Chami drew out a thin whistle and blew it, three short blasts. The frequency was too high pitched for humans to hear. But animals—and Monère—would be able to hear it clearly.
“Hey, what’s going on?” the patrolman demanded, striding quickly back to us. There was only surprise not alarm in his voice at seeing a third person suddenly with us. From his tone, I could tell that he hadn’t seen the knife yet.
“Milady, if you can kindly take care of the nice policeman,” Chami requested, keeping his eyes and knife on Dante.
“That’ll be a little hard for me to do, Chami. I’m handcuffed.”
“To the car? Or just behind your back?”
“Behind my back.”
“Hey you, in the black shirt. Step away from the car,” the officer ordered, wariness in his voice now. He released the safety strap from his gun holster.
“Can you open the door and scoot out?” Chami asked. “I cannot handle both of them.”
I had a moment to think, Well, duh.
I should have thought of that. Then I was blindly groping for the door handle. My hands fell on the lever, pulled it, and I started to topple backward as the door swung open behind me.
“Careful,” Dante barked, grabbing my shoulder. That was the only thing that saved me from tumbling out of the car. He looked furious. There was no concern at all over the knife that was cutting deep into the side of his neck, trailing a small rivulet of blood down his shirt. He was focused entirely on me.

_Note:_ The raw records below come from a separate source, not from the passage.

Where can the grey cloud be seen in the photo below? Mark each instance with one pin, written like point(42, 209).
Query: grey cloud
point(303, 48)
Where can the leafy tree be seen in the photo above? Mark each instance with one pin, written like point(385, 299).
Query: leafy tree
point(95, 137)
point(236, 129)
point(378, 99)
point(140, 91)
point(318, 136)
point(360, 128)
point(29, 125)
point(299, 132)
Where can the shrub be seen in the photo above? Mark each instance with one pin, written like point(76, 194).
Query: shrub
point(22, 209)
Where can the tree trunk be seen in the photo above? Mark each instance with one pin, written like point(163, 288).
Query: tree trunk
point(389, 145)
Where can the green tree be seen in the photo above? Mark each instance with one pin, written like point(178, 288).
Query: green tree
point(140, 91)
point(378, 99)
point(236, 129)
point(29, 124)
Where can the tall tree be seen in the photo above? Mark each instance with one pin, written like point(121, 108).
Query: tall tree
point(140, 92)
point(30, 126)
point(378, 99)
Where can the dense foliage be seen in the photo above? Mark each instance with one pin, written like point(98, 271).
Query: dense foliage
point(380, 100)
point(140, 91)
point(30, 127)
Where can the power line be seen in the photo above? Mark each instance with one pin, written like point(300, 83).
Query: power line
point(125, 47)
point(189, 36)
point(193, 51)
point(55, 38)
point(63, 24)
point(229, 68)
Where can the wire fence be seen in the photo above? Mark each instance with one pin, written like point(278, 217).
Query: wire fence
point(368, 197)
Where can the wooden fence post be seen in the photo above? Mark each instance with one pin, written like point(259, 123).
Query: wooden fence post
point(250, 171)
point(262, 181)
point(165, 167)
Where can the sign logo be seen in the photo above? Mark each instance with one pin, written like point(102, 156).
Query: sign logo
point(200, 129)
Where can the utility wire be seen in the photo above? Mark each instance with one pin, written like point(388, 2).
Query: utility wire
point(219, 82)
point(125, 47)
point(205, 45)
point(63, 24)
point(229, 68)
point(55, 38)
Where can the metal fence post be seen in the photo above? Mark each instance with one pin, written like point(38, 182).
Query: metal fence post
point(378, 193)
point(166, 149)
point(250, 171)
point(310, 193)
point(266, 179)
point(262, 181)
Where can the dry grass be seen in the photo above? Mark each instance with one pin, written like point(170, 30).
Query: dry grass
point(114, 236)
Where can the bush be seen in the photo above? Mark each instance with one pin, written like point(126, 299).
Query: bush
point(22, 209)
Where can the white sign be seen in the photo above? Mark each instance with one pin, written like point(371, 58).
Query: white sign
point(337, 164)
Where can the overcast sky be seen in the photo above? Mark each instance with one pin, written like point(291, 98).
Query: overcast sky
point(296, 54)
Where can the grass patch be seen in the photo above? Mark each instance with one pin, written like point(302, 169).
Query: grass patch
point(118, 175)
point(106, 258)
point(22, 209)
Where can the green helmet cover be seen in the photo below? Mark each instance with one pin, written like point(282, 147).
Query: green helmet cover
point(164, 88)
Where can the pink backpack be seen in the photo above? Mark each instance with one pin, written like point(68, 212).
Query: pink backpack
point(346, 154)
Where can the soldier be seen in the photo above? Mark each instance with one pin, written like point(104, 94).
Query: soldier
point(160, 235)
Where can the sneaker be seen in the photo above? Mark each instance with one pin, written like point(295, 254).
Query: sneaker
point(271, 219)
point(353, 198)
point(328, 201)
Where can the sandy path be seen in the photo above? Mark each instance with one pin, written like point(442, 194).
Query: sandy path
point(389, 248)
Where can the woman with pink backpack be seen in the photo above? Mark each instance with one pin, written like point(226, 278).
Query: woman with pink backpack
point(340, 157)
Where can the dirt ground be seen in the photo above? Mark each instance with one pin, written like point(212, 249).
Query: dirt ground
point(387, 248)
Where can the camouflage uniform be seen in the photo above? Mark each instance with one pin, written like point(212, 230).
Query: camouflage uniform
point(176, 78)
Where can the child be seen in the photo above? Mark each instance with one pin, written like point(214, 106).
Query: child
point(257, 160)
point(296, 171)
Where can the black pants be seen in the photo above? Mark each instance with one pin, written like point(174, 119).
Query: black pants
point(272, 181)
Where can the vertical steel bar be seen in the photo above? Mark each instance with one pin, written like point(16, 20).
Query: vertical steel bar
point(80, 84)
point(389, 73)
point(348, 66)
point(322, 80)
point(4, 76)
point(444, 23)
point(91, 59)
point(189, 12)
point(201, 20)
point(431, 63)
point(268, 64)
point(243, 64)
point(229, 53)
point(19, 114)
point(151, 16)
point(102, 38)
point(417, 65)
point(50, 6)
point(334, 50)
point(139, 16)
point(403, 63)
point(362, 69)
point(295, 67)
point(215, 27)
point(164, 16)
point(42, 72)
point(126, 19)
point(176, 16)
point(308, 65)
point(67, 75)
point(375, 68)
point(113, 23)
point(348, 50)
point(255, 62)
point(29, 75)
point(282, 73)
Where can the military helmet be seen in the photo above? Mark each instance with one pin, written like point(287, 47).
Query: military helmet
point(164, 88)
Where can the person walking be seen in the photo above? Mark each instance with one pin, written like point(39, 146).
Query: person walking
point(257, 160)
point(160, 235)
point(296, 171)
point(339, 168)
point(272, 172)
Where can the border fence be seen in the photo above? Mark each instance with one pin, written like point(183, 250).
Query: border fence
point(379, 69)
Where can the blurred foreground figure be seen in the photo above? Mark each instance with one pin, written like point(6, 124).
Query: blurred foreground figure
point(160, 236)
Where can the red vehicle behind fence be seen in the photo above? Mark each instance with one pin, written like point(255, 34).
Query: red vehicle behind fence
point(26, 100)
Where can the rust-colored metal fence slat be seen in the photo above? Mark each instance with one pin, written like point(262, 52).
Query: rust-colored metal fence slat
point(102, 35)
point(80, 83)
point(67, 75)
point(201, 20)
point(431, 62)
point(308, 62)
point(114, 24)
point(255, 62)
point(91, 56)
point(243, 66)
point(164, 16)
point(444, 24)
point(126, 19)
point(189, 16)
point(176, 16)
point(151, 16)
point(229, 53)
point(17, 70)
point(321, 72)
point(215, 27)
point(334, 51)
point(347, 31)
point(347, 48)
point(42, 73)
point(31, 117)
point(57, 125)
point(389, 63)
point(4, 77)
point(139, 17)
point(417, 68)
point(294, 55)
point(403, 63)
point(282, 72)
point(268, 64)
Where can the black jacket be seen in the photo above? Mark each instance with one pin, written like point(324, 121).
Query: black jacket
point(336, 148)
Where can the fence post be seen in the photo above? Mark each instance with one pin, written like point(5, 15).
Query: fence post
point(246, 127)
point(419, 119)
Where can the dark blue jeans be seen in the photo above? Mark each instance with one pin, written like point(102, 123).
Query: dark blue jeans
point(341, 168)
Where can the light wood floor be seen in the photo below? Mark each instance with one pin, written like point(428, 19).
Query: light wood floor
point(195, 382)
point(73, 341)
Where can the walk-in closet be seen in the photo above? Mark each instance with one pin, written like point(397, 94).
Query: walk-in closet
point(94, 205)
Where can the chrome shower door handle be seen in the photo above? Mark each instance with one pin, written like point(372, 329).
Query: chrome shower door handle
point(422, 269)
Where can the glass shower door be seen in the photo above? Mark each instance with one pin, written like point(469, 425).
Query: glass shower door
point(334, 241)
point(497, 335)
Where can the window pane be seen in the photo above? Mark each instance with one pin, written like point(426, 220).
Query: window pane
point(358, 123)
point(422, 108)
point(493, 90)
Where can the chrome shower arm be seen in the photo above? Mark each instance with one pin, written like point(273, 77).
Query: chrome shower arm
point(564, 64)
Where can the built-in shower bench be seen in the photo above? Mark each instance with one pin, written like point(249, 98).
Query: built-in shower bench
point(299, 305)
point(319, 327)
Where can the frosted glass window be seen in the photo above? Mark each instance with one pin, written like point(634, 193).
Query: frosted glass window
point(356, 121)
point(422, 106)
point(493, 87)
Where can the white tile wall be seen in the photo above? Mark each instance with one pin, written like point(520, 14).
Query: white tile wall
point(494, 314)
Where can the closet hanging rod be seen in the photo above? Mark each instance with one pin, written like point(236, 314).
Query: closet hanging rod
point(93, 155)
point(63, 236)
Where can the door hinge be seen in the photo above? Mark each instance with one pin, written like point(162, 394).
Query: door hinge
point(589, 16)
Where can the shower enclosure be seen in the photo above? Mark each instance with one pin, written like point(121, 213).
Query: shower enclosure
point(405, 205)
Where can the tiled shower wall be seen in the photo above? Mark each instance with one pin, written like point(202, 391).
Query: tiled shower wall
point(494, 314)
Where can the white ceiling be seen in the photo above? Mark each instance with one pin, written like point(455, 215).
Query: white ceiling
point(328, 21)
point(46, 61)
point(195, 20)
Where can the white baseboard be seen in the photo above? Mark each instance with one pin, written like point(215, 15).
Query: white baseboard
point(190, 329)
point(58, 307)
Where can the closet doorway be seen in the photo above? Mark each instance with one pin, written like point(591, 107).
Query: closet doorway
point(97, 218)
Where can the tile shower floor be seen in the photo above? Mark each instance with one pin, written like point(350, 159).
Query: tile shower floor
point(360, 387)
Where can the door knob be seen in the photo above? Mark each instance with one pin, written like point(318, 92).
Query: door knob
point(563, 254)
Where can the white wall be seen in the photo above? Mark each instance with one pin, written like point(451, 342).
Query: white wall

“Release her,” Chami snarled.
When he was assured that I had my balance once more, he did, and launched himself at Chami with sudden, swift violence, knocking Chami’s dagger aside with a swing of his arm, the warrior bracelet hidden beneath the jacket striking away the blade with jarring force.
They fell from my sight to the ground as I awkwardly wriggled out of the car, my heart pounding.
“Officer, help me,” I cried with unfeigned terror. “He kidnapped me. Tied up my wrists.”
“What the hell,” the policeman muttered, his attention diverted to me. He lifted the gun he had trained on the two wrestling men, and strode around the car to me.
The officer’s eyes locked with mine, and I had him. Power burned up from within me and spilled out in an invisible gush.
“You see only two men fighting. No weapons, no knife, no blood. A domestic matter that you do not wish to be concerned with,” I said in a voice that throbbed with the power I had called up, compelling him to my will. “You will go back to your car and report that you were mistaken about the vehicle. The license plate was Alpha-Bravo-George, not Charlie. Then you will wave the other cars by, and drive away, forgetting about us.”
The officer returned to his car, obediently radioed in the correction, and waved on the few cars that had slowed down to gawk at us. When he had cleared the road of traffic, when no other cars were in sight, he pulled away.
“Stop,” I cried, rushing to the two warriors fighting in deadly silence.
Without any human witnesses to hinder him now, Chami winked out of sight—chameleon. An unseen punch sent Dante’s head swinging back. He retaliated with a back-handed blow that caught Chami in the stomach, shimmering the chameleon back into view. Chami’s dagger came stabbing down.